Comments on The 20% Statistician: 98% Capture Percentages and 99.9% Confidence Intervals

Any way you can re-upload your Excel spreadsheet t...

2017-04-10T16:20:09.968+02:00

Any way you can re-upload your Excel spreadsheet to calculate this? Thanks in advance!

A late reply, but anyway: The interpretation of th...

2016-03-14T14:43:17.582+01:00

A late reply, but anyway: The interpretation of the CI is wrong because the % probability is not about your CI, but about how many future CIs contain the true effect size. After all, it is frequentism we talk about. (by Ingo Rohlfing; the website does not allow me to use my profile.)

Am I missing something or is the case for capture ...

2014-12-29T00:29:22.452+01:00

Am I missing something or is the case for capture percentages actually quite weak?

1) 95% of future CI will contain the true effect size (so, my CI has 95% chance of including *true* effect size)

2) 83% of future effect sizes will be in my CI (so, my CI has 83% chance of including any individual future effect size)

Surely, we are interested in the true effect size, not any individual effect size. We are in the game of investigating human psychology, not predict each other's stats results.

I don't like the ad-hoc, black-box approaches ...

2014-12-05T13:17:31.187+01:00

I don't like the ad-hoc, black-box approaches to handling of outliers/extreme values like windsorizing, outlier exclusion or t dist with wide tails. If you are really interested in the extreme boundary I would model outliers explicitly with some mixture model. The simplest way to do so would be a bimodal distribution. Of course that means you have to make assumptions about how outliers behave, which is often difficult.

The best way, really, is to treat the value at say 99.9% boundary as the target dependent variable. Something like - extend model M1: y~bx where you report the 99.9%CI of b into M2: y~bx; u~getCI(b,99.9) and report the mean and CI of u. Then you would design an experiment that allows you to estimate u precisely (most probably at the expense of b). In a simple study this may just mean that you target mostly well-skilled and miserably skilled population or that you use very easy and very difficult items.

It may look to you like this creates an infinite regress, but it really is about what your target variable is, which should be determined by your research question. A meta CI (say 99.9% CI of a 99.9 percentile of some variable) is of little theoretical importance. As I said I can barely imagine any use-case for 99.9% CI.

Hi Matus, thanks for your reply - very good points...

2014-12-04T19:48:11.146+01:00

Hi Matus, thanks for your reply - very good points. Could this be resolved by using robust statistics? Have to learn more about this, but some windsorized variances might improve things perhaps?

I report the mean + 95% interval and use the cater...

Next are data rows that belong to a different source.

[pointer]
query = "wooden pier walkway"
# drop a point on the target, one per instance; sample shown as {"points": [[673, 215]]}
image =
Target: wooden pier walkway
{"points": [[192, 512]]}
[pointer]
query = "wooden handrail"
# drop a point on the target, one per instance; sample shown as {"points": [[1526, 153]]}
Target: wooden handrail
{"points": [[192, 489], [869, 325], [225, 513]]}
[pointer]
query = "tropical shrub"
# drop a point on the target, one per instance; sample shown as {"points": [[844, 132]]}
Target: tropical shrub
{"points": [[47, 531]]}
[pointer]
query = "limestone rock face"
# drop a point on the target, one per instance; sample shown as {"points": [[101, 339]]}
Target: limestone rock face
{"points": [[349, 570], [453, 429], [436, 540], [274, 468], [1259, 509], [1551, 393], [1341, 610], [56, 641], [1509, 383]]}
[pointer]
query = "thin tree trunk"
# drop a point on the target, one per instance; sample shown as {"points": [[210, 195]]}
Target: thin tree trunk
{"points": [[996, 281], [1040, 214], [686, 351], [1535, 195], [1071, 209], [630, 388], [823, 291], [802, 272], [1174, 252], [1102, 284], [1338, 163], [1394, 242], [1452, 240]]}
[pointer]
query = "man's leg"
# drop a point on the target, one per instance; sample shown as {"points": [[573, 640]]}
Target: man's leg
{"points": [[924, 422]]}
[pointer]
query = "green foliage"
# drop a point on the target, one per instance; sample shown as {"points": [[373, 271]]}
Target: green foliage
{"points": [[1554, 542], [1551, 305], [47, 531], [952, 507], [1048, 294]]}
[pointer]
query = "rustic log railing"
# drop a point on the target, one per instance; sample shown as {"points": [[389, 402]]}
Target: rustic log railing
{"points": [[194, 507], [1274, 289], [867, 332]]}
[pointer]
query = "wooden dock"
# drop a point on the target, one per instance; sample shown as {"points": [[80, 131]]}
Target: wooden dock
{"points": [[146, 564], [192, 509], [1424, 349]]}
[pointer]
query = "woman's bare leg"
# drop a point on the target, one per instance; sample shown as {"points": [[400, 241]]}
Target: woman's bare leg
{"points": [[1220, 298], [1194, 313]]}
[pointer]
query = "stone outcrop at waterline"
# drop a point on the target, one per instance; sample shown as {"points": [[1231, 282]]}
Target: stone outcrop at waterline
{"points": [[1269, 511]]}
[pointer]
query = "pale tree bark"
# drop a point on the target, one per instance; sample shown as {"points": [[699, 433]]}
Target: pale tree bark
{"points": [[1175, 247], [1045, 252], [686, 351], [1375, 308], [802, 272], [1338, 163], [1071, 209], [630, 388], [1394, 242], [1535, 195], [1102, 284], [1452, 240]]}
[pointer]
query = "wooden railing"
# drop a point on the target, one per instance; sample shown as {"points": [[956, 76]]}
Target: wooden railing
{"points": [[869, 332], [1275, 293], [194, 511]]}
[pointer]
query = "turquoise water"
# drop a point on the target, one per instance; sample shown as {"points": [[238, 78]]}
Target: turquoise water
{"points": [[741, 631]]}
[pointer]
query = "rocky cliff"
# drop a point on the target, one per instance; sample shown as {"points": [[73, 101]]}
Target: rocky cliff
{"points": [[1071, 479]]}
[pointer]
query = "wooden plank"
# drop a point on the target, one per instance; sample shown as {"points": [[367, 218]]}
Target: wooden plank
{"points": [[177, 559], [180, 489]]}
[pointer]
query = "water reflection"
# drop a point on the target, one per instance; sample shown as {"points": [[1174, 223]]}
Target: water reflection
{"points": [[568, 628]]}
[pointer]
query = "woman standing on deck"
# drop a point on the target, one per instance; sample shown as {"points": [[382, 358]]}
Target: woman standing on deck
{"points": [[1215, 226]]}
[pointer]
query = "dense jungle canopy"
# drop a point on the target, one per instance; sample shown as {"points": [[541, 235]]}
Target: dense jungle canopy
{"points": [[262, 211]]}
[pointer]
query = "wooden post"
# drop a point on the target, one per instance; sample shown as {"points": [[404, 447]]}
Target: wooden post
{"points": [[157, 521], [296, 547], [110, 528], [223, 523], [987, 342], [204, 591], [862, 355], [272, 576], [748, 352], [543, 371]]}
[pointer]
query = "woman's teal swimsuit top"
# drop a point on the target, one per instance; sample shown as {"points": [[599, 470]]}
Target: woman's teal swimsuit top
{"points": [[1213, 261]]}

2014-12-04T16:44:30.977+01:00

I report the mean + 95% interval and use the caterpillar (eh, is that what it is called?) plot with 50% and 95% interval.
I think reporting larger interval than 95% is bad idea. Actually I sometimes feel bad about 95%. Let me put aside the obvious problem, that for informed interpretation you would never, ever be interested in something like 99.9% interval. I just wish to point out that the extreme CIs are simply beyond the resolution of your data and stat method. Your stat tools come with certain precision. E.g. if you use bootstrap or mcmc to construct the estimated interval you will need to get more samples. With 1000 samples your 99.9% interval will depend on the position of the 2 most extreme points. Such boundary estimate will not be very robust and vary considarably across replications of your analysis. The problem arises because we usually use distributions with small amount of probability mass at its tails. That is thediscrepancy in the estimated var at the tail (eg between 99.9 and 99.8) will be greater compared to more central regions. Similar, the noise will have bigger impact at tails.
There is another reason for this problem, namely that there will be discrepancy between the model our analysis assumes and how nature really works. This discrepancy will be larger in parts of population where we have little data to check the model's assumption. In worst case, the estimation of an extreme interval boundary such as 99.9 will just reflect the assumptions behind the model. Or the estimate will reflect arbitrary outliers, which should be properly handled by a different models - as is the case in various outlier detection algorithms.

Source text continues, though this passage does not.